The case concerns the European Central Bank's (ECB's) controversial bond-buying proposal, a not-yet activated scheme announced in September 2012, which is largely considered to be the main reason why the euro-crisis has stabilised.
The German court said that the bank overstepped its mandate when promising to buy as many government bonds as necessary to stabilise the euro, known as Outright Monetary Transactions (OMT).
“Subject to the interpretation by the Court of Justice of the European Union, the Federal Constitutional Court considers the OMT Decision incompatible with primary law,” the Karlsruhe-based court said in a statement.
It added, however, that a different ruling could be issued by the ECJ, "if the OMT decision could be interpreted as in conformity with primary law."
The German judges argue that the ECB overstepped its mandate because it promised to engage in what can be considered government financing, even if the bonds would not bought directly from the governments, but from traders.
According to EU law, the ECB is forbidden to directly fund governments.
But, if the OMT scheme was applied "restrictively" with a series of caveats - particularly that bond purchases are "limited" - it could be deemed legal, the German court said.
The case had been brought to the Karlsruhe court by the German Central Bank (Bundesbank), who opposed the scheme from the very beginning.
“The ECB takes note of the announcement made today by the German constitutional court,” the ECB said in a statement.
“The ECB reiterates that the OMT programme falls within its mandate,” it added.
A similar statement was made by the European Commission, where a spokesman on Friday said the EU executive is "confident" that the OMT is legal.
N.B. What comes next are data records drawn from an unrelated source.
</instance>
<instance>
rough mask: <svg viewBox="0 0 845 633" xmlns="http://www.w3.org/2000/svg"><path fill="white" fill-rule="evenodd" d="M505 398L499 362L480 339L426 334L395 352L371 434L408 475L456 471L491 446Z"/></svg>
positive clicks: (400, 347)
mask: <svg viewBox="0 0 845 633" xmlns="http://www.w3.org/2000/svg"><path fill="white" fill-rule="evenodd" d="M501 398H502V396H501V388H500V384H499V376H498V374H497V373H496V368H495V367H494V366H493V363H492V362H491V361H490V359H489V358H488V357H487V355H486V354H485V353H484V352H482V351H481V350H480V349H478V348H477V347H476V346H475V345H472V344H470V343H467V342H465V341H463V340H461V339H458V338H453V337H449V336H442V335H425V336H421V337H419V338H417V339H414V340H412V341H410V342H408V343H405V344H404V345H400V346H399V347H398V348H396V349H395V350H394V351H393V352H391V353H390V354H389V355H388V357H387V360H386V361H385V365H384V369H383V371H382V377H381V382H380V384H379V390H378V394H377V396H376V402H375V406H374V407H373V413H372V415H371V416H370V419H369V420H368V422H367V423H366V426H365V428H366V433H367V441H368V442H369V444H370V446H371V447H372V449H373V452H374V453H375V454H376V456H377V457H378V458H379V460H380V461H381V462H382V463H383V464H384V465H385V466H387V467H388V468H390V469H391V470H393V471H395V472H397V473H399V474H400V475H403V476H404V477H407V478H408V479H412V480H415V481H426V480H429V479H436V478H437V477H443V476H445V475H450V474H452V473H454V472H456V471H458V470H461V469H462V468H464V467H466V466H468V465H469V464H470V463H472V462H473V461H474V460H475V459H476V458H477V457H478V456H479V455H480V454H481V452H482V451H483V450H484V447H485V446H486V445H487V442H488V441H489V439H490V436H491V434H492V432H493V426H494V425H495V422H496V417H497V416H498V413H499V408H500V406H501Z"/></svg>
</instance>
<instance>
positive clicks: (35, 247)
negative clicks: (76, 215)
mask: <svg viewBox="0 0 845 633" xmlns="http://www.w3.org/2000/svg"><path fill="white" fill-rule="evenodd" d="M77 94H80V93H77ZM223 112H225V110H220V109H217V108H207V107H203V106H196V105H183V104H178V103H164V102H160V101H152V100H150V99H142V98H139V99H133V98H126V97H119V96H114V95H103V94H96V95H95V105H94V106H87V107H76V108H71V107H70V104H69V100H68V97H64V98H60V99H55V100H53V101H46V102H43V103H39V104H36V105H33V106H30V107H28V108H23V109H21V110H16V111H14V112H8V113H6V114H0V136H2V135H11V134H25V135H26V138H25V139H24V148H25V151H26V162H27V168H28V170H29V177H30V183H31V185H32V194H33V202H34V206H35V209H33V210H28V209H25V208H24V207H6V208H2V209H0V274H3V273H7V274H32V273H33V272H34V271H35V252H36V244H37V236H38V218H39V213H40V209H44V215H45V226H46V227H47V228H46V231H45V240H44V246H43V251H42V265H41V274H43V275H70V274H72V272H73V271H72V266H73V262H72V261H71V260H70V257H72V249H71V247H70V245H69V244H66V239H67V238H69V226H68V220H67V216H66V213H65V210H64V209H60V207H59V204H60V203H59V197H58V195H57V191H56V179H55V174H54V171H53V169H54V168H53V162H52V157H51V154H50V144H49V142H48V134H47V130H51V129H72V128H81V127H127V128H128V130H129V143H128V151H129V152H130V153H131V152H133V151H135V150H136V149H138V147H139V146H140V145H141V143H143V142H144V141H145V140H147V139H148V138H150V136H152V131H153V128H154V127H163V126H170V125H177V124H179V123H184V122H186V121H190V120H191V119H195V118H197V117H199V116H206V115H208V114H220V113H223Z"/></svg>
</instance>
The parts of the constitutional challenge referring to Germany's participation in the eurozone bailout fund (ESM) will be ruled upon on 18 March.
As for the OMT final ruling, Karlsruhe will wait until the ECJ pronounces its verdict - a process which could take up to 16 months.
"It does not happen a lot that the German Constitutional Court passes sensitive decisions on to the European level," ING Bank's chief economist Carsten Brzeski said in an emailed statement.
"Today’s announcement therefore could either be a sign that the Court has reached its legal limits on European issues or that the issue is so tricky and touchy that it is better to pass it on," he added.
While the "fear factor" that Karlsruhe may repel OMT has been "clearly reduced," Brzeski warned that it is "not a given" that the ECJ will rubber-stamp the scheme.
The euro fell slightly on the news against the US dollar, the British pound and the Swiss franc.